100 days. here we go.

soul refuge

i went this afternoon at our local parish to hear Mass, probably the first since Lent started last Ash Wednesday.

i asked God something personal, and he replied, "minamahal kita. sasamahan kita saan ka man magpunta" (i love you. i will be with you wherever you go)
i felt warm. i almost cried.

choosing residency

i have been putting much of my lull time, in between hospital duties, into a meditative state concerning the biggest decision a medical intern has to make: which specialist residency to apply for, if at all.

i'm not saying i've already figured out mine; no, far from that. obviously, my time to decide is several months away, six to be exact, and now that we still have the choice to back out, our brains tend not to commit to anything specific: "basta hindi surgical", "ayaw ko ng on-call", "yung makakauwi ako ng probinsya".

it's cool to not commit for now; i'm not at that stage yet. residency is much like marriage, and a resident is marrying that specialty for life. some marriages that have been rushed end up getting divorced; a waste of time and effort, but some life lessons are learned the hard way. the other side of the coin also tells us that some rushed marriages actually last a lifetime, having learned to cope and live happily with the situation.

alternately i also have a question at the back of my head, if i should enter residency immediately. i had a talk with several first year residents in IM, fammed, pedia, as well as several moonlighters, and they unanimously agree to taking a year off if one is not yet decided. i tell them agreeably, "yes, why not?" but the caveat is, as one fammed resident puts it, "plan your year off ahead".

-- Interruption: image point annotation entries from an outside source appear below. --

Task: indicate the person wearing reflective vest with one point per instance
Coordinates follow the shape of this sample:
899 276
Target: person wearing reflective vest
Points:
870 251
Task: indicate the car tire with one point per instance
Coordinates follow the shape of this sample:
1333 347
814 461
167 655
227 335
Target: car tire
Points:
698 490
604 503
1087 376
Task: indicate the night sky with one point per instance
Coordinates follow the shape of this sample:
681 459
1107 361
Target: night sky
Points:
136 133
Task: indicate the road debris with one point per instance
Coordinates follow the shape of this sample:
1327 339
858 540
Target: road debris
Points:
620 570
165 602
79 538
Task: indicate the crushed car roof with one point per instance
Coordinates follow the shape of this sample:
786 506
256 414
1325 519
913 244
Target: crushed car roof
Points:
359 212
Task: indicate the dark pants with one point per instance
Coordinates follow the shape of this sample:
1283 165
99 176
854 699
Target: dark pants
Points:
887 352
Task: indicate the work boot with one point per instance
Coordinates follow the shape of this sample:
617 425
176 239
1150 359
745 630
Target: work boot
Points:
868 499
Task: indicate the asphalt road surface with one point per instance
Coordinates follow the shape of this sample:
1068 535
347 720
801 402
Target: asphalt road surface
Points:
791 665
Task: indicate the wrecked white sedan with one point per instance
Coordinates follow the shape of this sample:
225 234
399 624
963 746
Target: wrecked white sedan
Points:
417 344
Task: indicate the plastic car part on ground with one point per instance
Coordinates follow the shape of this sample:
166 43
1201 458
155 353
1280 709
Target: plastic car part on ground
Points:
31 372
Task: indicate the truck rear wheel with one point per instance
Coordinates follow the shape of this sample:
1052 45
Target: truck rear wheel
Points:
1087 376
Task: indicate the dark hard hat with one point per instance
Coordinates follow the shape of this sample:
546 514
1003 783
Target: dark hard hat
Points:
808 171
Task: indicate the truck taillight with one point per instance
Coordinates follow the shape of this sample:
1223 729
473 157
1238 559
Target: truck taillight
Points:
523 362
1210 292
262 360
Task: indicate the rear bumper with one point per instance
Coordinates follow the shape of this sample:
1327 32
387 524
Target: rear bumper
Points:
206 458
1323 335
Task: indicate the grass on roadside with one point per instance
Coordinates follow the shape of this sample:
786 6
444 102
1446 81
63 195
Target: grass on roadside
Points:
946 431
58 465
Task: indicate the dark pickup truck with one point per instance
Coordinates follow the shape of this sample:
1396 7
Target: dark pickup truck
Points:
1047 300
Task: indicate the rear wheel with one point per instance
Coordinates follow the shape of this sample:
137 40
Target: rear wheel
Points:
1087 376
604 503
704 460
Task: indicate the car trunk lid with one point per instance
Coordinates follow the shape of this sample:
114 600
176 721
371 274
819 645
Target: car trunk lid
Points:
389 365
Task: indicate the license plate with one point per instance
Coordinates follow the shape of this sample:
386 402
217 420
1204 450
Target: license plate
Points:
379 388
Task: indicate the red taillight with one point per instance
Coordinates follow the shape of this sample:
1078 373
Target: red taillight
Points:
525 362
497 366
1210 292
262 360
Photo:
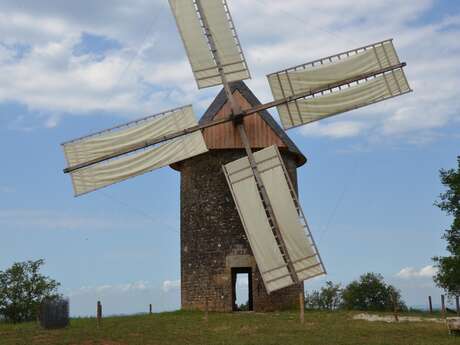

i know quite a number of MD friends who took alternate career paths, mostly as doctors to rural areas where health care is sparse, but the pay is great (50-60K/month). only a few went to research and academia, where money is difficult to come by (20-40K/month, depending on the work involved). the rest of #teamyearoff got into moonlighting in different private hospitals and clinics, some earning modest sums for purely clinical work (20-40K/mo largely depending on how often you go on duty), while others, i heard, got ridiculously large sums (upwards 100K a month). for some, money will look like a superficial endeavor to pursue, but for many pragmatics, it does help pay off bills if you earn the most while doing honest work.

another difficult question for some would be where to apply for residency. some friends will give automatic answers, "best training hospital i know", "volume of patients seen", "learning to deal with low-resource settings", "uptodate world-class facilities", "best consultants on board", "nearest to home". others have deeper reasons, such as wanting to practice in a specific private hospital, and doing residency there already gives them the edge. still, others are wary of admissions committee bias, especially since these resident trainees will soon be future competitors in the geog after they successfully graduate residency (e.g., hospitals in cebu and davao).

the most difficult question by far, after choosing which specialty over all others, is the constant re-assessment you ask yourself, "why pursue this road i'm taking?"

choosing residency, or an alternate career path, is a hard decision, but it must be something you like, to a fault actually, something that neither your friends or parents would understand. well maybe, you hate some parts about it, surely (who likes scut work, really), but there should be at least some aspect about it that makes you want to accomplish it to the end.

truthfully i haven't figured out mine yet, and my deadline is still six months away, but i crossed out a lot of differentials now, and that's a start.